3. Review old action items

  • Adam proposed we cover the following at the next meeting:
    • Establish consensus on goals and constraints
    • What are we trying to achieve?
    • What restrictions are we faced with?
  • Establish whether TRST needs to be addressed as requirements in the ATCA specification if it is not going to be managed globally (All)
  • Adam review ATCA standard document for FRU's states
  • Patrick contact Cadence for EDA support person.
  • All to consider what data items are missing from Data Elements diagram
  • All: do we feel SJTAG is requiring a new test language to obtain the information needed for diagnostics or is STAPL/SVF sufficient?
    see also Gunnar's presentation, in particular the new information he'd be looking for in a test language (http://files.sjtag.org/Ericsson-Nov2006/STAPL-Ideas.pdf)
  • Carl W/Andrew: Set up conference call to organise review of Vol. 3 - Ongoing
  • Andrew: Make contact with VXI Consortium/Charles Greenberg. - Ongoing
  • Ian/Brad: Draft "straw man" Volume 4 for review - Ongoing
  • All: Review "Role of Languages" in White Paper Volume 4 - Ongoing
  • All: Consider structure/content of survey - Ongoing
  • Harrison: Virtual system exploiting Configuration/Tuning/Instrumentation and Root Cause Analysis/Failure Mode Analysis Use Cases. - Ongoing
  • Brad: Virtual system exploiting POST and BIST Use Cases. - Ongoing
  • Ian: Virtual system exploiting Environmental Stress Test Use Cases. - Ongoing
  • Brad/Ian - Prepare draft survey for review by group. - Ongoing.

4. Discussion Topics

    1. Group Focus
      • [Ian] Some of our recent discussions have maybe be going a bit deep and not making the progress we'd like, so I thought we should step back a bit and use the results from last year's survey to look at what others thought were the important objectives for SJTAG.
      • [Ian] Referring to Priority Objectives in the results summary on the web site (http://www.sjtag.org/misc/results_aug08.html), there are seven headings that show as being of greatest importance: Two of those 'Common Test Language' and 'Defined Data Formats' are subjects we've struggled with a bit recently, so should we set those aside for now?
      • [Eric] Yes, I think so.
      • [Ian] System Diagnostics is then the next biggest topic. Can we consider what that means for SJTAG?
      • [Brad] I think 2 (System Diagnostics) and 3 (Reuse of Board Test Vectors) are maybe related. Part of System Diagnostics is board diagnostics and that can mean reusing board-level tests.
      • [Brad] Look at Gunnar's system-level control of board-level tests, where the tests are embedded in the board and you can say to a board "Go test yourself and report what you find".

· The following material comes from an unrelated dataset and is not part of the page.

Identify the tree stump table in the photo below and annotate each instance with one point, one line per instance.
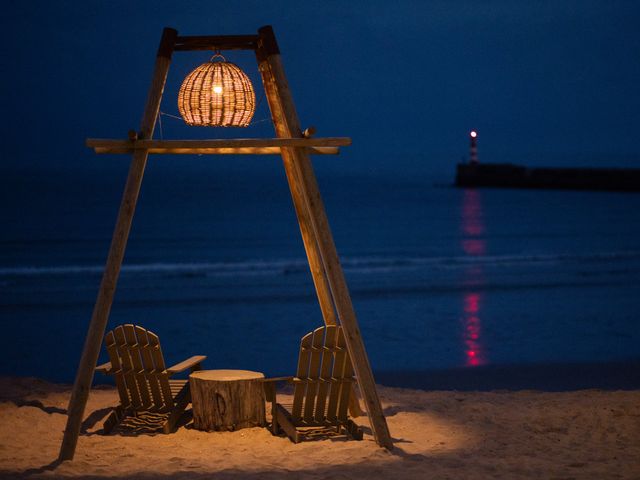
(227, 399)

      • [Brad] Compare that with the multidrop architecture where a Shelf Controller is in charge of running tests that have been repurposed from the board-level. In system JTAG, how do these different architectures impact System Diagnostics? e.g. how do you report back which board is failing?

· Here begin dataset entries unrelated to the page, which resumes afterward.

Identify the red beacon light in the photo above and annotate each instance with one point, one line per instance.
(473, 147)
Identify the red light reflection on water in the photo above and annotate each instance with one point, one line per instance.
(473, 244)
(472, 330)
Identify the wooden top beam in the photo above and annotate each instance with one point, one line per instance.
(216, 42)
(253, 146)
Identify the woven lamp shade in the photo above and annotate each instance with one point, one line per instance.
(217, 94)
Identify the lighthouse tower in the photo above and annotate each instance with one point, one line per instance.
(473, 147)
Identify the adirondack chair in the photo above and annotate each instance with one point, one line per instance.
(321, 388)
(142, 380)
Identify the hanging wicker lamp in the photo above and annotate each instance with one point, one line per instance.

      • [Ian] I think that the purely external test case is very similar to the multidrop scenario you describe, Brad.
      • [Brad] In the external case you have the benefit of access to the whole tool set, but the principle is essentially similar.
      • [Brad] Thinking back to the slides I presented a few weeks back (23rd Feb.) where I described the typical functional test model with diagnostic software interacting with diagnostics agents on each board: Gunnar's approach maps quite neatly onto that, whereas the Shelf Controller maybe doesn't follow the functional test model in terms of locality of control.

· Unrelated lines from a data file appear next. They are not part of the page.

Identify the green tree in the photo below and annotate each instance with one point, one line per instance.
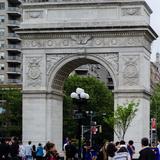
(155, 109)
(100, 101)
(122, 118)
(11, 111)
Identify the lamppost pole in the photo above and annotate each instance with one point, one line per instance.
(79, 96)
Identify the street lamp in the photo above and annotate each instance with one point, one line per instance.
(79, 96)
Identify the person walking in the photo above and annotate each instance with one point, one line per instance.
(111, 150)
(39, 152)
(146, 153)
(34, 152)
(51, 152)
(122, 153)
(131, 148)
(14, 149)
(4, 150)
(28, 151)
(21, 154)
(70, 151)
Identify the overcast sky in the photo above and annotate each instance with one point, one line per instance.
(155, 23)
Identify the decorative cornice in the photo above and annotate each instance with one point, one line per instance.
(61, 3)
(49, 33)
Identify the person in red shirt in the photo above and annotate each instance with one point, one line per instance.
(51, 152)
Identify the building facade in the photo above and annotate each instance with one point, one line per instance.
(10, 50)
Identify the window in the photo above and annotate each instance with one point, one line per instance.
(1, 66)
(2, 55)
(1, 44)
(2, 31)
(2, 6)
(2, 19)
(1, 78)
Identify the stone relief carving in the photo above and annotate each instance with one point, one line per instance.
(81, 39)
(33, 71)
(34, 14)
(131, 70)
(112, 59)
(131, 11)
(52, 60)
(87, 41)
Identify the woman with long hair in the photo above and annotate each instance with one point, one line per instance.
(51, 152)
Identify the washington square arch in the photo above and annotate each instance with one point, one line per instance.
(61, 35)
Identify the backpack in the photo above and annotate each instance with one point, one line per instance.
(121, 156)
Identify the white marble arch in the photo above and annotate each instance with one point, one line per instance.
(53, 47)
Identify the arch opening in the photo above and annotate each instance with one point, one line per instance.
(61, 72)
(67, 68)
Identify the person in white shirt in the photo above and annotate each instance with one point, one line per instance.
(28, 151)
(21, 151)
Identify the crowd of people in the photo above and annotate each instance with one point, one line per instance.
(12, 149)
(113, 151)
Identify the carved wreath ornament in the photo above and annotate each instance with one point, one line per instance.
(33, 71)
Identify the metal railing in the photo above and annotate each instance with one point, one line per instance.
(36, 1)
(14, 22)
(14, 69)
(14, 46)
(14, 81)
(13, 35)
(14, 58)
(14, 9)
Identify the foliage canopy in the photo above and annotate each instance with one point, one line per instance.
(121, 119)
(100, 101)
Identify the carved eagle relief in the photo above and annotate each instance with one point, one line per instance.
(81, 39)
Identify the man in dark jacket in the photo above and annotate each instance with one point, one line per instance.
(4, 150)
(70, 151)
(146, 153)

      • [Tim] If you're looking at the Agent's perspective, it could be a set of register values being returned for diagnostic evaluation. It then depends on how you're decoding the data in those registers.
      • [Brad] It's interesting that you talk about diagnostics based on a register set. Mostly tooling looks at the super-vector for the whole chain. Is there some way we leverage registers for our use?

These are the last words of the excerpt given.